Sunday, October 14, 2018

The Emigrants by W. G. Sebald

Melancholy, concerned with time and memory. Sometimes time collapses on itself, folds two moments a half century or longer apart into a single instance. Holocaust a looming presence throughout, lurking in the wings of memory, omnipresent but best not stared at directly.

Systematic return to the places of friends and ancestors in an effort to, what, piece together one's own murky identity?

Slippery, plays with the distinction between fiction and non.

Memories disappear without a trace, only to return in full, vivid force years later at some subtle prompting. Sometimes it is unclear whether these are memories or fantasies so palpable that they supplant immediate reality.

There are some real humdingers of sentences, nary a word out of place, like an elaborate ironwork, but I am mostly inured to the beauty of language and they do not satisfy me as they do Alison.

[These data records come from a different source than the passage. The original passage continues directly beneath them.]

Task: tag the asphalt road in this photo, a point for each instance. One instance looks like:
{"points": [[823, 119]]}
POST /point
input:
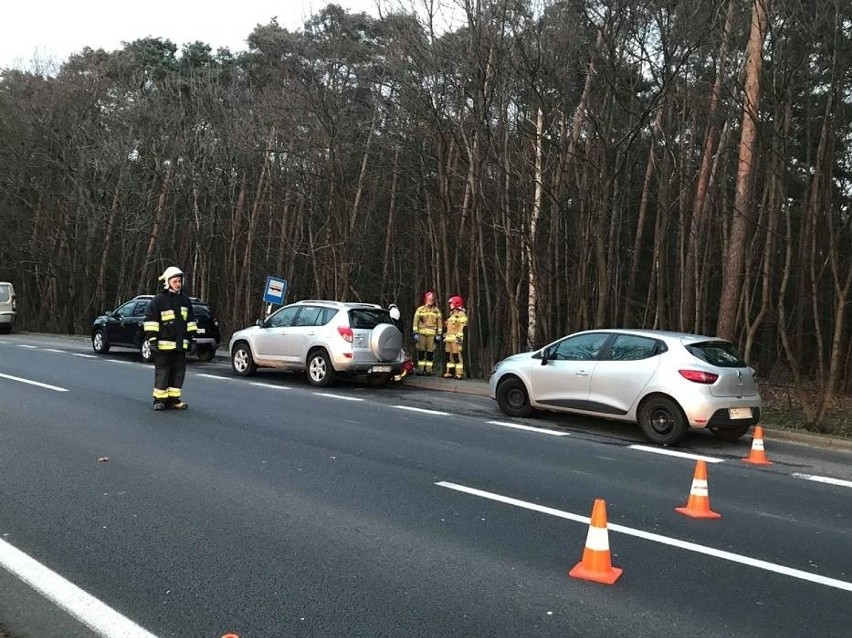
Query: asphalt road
{"points": [[270, 508]]}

But perhaps this can come back, as some other forgotten pleasures have lately hinted.

Recurring themes: nature, looking down at things from the Swiss Alps, being a teacher in small Central European towns, decrepitude and the wearing of time, blurring of time and space and memory, living inside someone else's memories, the Holocaust, the question of belonging to Germany, Jewishness, returning to the same place decades later, loneliness, homelessness, feeling dwarfed by industrial infrastructure, preserving from the dumb, obliterating present a few relics of the past, involuntary memory a la Proust, and other stuff like that.